One twin may be more demanding than the other, which may throw you a bit, but once you know how to handle each baby, respond to their individual signals and work around that, life will start settling into a routine of sorts. It is possible to breastfeed twins. Some moms like to feed simultaneously with one on each breast, while some prefer to feed them straight after each other, a few minutes apart. You can also alternate their feeds; breast milk for one feed and formula for the next feed.

Your body should be able to supply enough milk, but this depends on how much feeding stimulation your breasts get (either by your babies latching and sucking, or effective expressing) as well as your health. Many twins are born prematurely, which may cause some initial feeding problems. Persevere though, and you will be amazed at how quickly they “toughen up” ! If your babies are bottle fed, it is possible that they may need to be on different formulas! The same applies for solid food and meal planning. Remember they are two individuals, and may have digestive systems that function differently.

Their nervous systems may also function differently. One twin may need more sleep than the other, and one may cope better with prolonged stimulation than her sister or brother.
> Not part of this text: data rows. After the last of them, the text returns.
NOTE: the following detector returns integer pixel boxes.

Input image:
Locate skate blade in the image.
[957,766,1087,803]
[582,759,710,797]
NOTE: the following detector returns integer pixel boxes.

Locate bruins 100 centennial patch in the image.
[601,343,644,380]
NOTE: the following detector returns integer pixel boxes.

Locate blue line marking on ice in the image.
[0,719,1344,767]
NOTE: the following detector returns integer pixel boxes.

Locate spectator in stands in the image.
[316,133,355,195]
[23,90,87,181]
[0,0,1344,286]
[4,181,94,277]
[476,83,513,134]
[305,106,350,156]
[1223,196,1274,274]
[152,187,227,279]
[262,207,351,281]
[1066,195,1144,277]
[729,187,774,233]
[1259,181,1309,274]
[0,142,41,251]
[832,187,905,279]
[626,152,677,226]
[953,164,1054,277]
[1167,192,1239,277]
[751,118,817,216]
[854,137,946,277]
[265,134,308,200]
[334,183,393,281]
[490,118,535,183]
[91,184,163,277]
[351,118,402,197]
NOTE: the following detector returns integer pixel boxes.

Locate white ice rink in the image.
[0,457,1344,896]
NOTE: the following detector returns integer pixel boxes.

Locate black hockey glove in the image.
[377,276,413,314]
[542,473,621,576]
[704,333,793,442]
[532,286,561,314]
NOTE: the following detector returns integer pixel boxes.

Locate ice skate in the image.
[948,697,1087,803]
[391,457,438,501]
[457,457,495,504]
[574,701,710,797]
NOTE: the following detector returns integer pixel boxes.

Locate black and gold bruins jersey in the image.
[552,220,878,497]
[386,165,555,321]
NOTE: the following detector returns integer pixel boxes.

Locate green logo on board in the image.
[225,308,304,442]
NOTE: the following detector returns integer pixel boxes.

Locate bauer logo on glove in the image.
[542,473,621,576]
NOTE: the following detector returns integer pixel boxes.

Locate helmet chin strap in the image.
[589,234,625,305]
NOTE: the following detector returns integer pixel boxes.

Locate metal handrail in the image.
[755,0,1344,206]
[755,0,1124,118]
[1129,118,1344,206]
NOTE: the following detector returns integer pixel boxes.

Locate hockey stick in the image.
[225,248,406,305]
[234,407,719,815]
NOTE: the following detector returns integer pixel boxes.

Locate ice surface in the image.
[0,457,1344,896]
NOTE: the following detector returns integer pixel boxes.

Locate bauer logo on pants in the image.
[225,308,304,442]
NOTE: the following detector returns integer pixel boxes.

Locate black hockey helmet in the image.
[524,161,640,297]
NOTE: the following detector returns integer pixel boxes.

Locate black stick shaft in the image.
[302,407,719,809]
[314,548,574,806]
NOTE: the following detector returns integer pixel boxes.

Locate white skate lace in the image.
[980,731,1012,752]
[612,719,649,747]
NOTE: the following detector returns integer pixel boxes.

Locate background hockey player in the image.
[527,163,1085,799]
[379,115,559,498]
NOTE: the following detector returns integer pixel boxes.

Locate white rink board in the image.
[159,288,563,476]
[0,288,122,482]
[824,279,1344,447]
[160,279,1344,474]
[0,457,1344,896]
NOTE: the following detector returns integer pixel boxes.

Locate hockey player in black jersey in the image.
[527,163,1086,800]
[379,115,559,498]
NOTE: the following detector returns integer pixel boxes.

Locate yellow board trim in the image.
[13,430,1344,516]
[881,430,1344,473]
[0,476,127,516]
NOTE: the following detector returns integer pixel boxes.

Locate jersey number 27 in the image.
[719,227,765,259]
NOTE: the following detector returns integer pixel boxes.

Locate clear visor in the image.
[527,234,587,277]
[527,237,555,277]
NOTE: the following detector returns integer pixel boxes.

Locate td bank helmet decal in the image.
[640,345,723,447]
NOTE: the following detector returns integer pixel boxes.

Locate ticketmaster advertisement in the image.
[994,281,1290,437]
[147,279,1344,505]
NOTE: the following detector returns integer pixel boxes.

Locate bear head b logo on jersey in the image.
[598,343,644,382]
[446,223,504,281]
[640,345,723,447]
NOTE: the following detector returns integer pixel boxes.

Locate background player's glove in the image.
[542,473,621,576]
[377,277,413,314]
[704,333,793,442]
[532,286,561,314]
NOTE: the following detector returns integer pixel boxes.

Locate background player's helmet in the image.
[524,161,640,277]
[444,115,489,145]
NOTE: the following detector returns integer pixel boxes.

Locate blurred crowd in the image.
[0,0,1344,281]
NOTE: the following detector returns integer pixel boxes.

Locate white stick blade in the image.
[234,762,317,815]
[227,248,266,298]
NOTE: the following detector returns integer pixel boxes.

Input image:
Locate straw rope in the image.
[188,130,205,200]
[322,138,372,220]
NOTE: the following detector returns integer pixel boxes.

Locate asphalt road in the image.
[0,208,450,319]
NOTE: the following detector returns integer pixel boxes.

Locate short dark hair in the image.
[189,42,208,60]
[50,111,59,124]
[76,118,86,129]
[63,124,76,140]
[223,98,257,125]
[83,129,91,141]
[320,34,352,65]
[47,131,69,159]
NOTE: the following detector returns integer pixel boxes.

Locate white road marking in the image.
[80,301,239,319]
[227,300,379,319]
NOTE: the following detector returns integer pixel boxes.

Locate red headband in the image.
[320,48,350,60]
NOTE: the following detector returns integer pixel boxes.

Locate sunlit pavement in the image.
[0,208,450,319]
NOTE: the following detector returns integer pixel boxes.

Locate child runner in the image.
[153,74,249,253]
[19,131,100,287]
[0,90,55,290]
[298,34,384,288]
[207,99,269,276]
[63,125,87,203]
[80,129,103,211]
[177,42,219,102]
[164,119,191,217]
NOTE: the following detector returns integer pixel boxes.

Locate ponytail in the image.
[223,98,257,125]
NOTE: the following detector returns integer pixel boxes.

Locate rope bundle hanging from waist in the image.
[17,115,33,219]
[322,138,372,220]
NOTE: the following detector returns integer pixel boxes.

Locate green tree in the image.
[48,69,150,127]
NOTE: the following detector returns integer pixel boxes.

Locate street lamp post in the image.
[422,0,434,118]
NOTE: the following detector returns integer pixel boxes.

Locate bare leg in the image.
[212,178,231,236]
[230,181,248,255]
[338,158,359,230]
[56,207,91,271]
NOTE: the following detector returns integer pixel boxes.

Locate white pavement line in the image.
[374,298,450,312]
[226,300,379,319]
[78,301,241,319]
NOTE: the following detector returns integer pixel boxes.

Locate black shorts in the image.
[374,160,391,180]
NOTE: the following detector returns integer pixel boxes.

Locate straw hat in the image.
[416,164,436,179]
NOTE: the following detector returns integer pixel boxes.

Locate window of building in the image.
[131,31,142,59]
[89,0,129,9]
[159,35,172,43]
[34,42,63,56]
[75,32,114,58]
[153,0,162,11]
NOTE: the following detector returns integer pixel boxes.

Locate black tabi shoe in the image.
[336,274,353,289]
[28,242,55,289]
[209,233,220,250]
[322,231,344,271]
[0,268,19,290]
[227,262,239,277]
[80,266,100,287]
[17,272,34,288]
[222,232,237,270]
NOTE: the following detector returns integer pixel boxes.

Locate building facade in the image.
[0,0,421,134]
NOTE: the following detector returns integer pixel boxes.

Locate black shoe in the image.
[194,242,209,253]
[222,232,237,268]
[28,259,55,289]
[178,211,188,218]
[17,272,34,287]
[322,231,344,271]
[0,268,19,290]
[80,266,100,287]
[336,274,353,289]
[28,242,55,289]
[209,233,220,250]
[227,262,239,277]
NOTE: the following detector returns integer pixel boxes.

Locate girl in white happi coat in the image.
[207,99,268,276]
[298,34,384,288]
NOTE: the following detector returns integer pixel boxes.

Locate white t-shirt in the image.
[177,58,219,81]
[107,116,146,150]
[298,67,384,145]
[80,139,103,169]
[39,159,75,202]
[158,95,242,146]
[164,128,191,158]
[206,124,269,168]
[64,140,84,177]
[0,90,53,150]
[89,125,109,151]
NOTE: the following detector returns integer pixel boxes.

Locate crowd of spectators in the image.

Remember to look at each baby as an individual.

Routine is the key to keeping a structure that will ultimately lead to happier, more rested babies and a more relaxed mom. Set feeding times strongly. Do not demand feed Let them sleep together. They were together in the womb and being together can be comforting.

Try to get them synchronised into the same routines of sleep, wake and play (even if the meals and activities may be slightly different), so that their body clocks and biorhythms are as similar as possible, but if they are very different, accept that they may be “out of synch” for some periods of time. Separate them from sleeping together if one is sick, if they keep very different awake and play times, or if you are trying to sleep-train one of them. Keep a log of all feeds and sleeps, as it is really easy to get confused about which twin has done what!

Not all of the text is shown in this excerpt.